# Is there an OFFICIAL Tivo Web API



## box464

I was curious if anyone was aware of the development of an OFFICIAL Tivo Web API.

I understand, and have researched several hacks that allow me to obtain an XML file of current shows for display on my blog. That is actually how this question started. This is fine for someone that has a bit of hacker knowledge, but hardly reliable on a day to day basis, and definitely not for the casual blogger.

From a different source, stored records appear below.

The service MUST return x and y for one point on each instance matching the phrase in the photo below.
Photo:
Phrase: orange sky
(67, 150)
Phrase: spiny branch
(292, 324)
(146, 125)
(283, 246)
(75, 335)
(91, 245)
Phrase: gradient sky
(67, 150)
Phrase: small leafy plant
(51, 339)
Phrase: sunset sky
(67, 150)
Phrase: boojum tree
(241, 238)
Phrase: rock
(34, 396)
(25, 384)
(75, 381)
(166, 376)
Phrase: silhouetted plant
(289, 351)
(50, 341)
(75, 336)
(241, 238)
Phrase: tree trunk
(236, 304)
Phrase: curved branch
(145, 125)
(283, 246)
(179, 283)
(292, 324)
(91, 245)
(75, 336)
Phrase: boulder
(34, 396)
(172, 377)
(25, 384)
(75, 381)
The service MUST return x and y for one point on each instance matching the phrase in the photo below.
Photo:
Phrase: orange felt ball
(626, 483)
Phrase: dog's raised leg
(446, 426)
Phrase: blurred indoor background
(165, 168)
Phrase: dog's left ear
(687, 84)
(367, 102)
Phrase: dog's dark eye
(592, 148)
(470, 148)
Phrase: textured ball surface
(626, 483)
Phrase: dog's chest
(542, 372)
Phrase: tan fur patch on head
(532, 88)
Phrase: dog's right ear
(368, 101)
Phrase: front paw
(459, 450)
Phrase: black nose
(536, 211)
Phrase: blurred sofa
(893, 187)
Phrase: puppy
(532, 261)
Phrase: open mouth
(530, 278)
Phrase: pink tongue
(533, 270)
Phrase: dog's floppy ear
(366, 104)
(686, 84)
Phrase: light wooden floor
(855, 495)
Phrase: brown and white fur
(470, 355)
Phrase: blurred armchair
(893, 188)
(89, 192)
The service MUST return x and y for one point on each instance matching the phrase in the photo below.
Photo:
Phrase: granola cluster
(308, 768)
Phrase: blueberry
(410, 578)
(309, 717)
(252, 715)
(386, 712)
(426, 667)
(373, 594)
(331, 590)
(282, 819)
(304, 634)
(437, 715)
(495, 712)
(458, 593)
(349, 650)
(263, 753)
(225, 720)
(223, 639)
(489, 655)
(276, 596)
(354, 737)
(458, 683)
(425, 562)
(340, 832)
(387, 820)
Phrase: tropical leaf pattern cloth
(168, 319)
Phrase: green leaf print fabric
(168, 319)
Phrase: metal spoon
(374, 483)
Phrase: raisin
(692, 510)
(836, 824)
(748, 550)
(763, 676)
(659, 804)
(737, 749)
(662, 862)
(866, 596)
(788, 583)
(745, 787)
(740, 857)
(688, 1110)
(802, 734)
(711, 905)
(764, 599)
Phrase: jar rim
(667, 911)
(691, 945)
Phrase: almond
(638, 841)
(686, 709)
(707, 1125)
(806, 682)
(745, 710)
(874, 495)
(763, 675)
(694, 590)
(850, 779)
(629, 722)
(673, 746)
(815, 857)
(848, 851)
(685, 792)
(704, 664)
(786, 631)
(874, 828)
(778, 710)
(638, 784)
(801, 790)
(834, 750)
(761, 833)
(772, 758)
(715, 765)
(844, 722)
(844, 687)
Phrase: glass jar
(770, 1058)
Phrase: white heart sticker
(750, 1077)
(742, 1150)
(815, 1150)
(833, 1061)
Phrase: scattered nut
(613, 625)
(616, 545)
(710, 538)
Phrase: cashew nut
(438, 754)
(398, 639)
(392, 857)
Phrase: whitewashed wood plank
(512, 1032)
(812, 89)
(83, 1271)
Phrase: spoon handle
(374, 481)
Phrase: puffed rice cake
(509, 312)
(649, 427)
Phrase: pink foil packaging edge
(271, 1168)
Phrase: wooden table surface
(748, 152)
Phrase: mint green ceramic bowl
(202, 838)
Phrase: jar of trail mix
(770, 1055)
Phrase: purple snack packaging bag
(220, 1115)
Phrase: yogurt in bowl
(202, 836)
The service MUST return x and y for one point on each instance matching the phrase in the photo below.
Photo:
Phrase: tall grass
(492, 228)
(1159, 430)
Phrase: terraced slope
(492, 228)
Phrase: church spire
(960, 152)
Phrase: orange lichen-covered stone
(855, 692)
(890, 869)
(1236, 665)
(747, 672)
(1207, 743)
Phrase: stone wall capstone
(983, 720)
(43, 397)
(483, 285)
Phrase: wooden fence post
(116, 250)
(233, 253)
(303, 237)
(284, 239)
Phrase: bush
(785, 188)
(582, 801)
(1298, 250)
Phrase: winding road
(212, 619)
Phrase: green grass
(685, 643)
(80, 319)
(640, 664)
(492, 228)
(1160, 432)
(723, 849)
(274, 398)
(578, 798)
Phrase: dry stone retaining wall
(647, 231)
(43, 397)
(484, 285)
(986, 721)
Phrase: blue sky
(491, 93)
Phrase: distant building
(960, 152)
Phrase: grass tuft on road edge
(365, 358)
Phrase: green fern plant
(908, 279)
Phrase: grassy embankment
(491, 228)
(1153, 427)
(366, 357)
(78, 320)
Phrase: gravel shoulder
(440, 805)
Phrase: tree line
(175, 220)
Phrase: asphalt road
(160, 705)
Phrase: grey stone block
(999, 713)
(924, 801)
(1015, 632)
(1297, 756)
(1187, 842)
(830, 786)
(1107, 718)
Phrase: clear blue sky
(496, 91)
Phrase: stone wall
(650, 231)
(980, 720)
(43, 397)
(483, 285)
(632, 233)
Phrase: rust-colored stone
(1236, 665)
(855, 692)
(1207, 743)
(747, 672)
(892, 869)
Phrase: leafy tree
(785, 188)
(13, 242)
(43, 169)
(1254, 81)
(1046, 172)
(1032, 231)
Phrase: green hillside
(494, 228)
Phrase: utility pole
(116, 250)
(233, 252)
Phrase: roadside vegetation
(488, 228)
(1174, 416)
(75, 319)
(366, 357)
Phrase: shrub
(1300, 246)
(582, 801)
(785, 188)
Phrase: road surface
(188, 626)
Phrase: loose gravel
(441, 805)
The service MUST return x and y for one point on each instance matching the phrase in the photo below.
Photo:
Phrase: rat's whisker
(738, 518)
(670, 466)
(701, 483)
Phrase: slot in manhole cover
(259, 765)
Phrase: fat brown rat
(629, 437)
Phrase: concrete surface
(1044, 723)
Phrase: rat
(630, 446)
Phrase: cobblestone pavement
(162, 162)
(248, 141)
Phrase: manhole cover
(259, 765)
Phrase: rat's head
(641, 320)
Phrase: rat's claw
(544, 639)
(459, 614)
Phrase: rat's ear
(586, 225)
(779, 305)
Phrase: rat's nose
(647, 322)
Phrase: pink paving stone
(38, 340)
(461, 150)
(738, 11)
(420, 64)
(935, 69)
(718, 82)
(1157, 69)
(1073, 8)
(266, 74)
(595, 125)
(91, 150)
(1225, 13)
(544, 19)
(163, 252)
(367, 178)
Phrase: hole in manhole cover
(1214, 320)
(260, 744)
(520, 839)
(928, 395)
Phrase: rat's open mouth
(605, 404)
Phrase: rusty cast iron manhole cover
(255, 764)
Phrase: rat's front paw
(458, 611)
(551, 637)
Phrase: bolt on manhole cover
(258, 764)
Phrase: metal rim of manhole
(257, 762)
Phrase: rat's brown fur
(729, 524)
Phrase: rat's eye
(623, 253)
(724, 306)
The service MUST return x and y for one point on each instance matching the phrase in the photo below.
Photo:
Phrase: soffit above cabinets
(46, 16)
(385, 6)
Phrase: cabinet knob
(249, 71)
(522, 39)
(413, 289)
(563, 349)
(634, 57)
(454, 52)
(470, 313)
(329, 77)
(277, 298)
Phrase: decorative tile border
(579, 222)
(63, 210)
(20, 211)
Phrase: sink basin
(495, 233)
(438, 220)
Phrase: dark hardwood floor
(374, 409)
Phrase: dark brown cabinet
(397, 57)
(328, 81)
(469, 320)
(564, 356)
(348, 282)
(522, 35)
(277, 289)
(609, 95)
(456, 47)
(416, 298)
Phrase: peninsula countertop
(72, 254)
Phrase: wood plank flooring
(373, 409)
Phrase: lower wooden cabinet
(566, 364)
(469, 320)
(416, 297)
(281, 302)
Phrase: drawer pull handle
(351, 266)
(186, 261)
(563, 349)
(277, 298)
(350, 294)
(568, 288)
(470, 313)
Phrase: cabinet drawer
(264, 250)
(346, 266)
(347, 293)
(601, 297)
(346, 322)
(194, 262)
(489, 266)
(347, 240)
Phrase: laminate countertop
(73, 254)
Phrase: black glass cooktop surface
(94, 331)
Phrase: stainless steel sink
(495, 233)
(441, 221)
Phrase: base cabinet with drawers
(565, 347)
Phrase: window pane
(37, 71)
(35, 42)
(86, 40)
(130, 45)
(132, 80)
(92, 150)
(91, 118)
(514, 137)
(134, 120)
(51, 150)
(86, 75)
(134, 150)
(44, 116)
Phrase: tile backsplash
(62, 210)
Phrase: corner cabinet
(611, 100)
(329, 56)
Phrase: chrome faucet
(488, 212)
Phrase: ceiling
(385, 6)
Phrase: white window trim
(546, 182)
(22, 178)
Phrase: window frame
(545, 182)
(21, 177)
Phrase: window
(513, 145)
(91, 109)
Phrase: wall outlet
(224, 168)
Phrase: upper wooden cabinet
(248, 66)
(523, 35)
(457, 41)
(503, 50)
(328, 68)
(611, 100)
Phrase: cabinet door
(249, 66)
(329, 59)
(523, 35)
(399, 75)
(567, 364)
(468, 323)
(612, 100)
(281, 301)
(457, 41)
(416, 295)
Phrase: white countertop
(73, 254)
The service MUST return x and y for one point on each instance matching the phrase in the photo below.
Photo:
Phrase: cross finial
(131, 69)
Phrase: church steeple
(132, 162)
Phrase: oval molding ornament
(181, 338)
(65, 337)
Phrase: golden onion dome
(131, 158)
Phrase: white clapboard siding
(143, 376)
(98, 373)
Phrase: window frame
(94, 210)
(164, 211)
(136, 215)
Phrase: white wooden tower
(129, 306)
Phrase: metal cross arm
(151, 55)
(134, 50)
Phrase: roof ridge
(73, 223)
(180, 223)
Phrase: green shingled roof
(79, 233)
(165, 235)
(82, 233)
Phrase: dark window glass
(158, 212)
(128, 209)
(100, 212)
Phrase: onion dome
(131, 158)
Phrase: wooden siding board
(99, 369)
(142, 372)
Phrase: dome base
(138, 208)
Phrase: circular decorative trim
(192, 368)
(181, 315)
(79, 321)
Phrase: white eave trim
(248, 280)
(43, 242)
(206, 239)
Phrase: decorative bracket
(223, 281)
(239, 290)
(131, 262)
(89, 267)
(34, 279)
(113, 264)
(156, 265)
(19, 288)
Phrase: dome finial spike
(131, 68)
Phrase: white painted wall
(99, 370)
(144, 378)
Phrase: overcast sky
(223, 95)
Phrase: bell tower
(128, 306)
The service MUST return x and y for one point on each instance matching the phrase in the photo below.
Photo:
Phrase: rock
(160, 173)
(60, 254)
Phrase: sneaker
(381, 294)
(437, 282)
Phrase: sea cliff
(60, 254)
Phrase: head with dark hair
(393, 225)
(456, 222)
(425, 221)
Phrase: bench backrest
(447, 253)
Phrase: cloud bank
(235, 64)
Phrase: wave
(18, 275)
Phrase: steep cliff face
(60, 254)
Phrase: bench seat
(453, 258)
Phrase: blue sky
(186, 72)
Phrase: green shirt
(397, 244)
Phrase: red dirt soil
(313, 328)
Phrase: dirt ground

What I was wondering is if anyone was aware of work by Tivo Developers to create a Tivo Web API that allowed for several types of requests:

1) Retrieve Now Showing List
2) Retrieve Season Pass List
3) Retrieve To Do List
4) Send a Recording Request
5) Send a Season Pass Request

If not an open Web API, what about Tivo working directly with some of the more common social networking and blogging sites, like Facebook and Wordpress?

Are there security/privacy concerns that are keeping this from happening? Could there be a license agreement for those that want this data could accept with the understanding that these specific data items are at a higher security/privacy risk?

Thanks!

Jeff


----------



## jbcooley

box464 said:


> I was curious if anyone was aware of the development of an OFFICIAL Tivo Web API.
> 
> What I was wondering is if anyone was aware of work by Tivo Developers to create a Tivo Web API that allowed for several types of requests:
> 
> 1) Retrieve Now Showing List


This is available with the HMO protocol. But you have to have be on the local network or have some ports forwarded from the outside to access this. It's a HTTP/POX api. If you're looking for a language wrapper, there are several. Just no official tivo wrapper. (There may have been a C++ wrapper at one time, but I can't find it anywhere now)



> 2) Retrieve Season Pass List
> 3) Retrieve To Do List
> 4) Send a Recording Request
> 5) Send a Season Pass Request


These would be very cool to have, but it's not possible outside of tivo to the best of my knowledge. You can send recording requests on their website, but nothing scripted.

Josh


----------



## wmcbrine

Technically, none of these are documented -- the official HMO spec covers only Music and Photos -- but yeah, the NPL (and TiVoToGo/TiVoToComeBack) functionality is based on HMO (or, as TiVo sometimes refers to it in these documents, Calypso). You should read the HMO spec if you want to understand it.


----------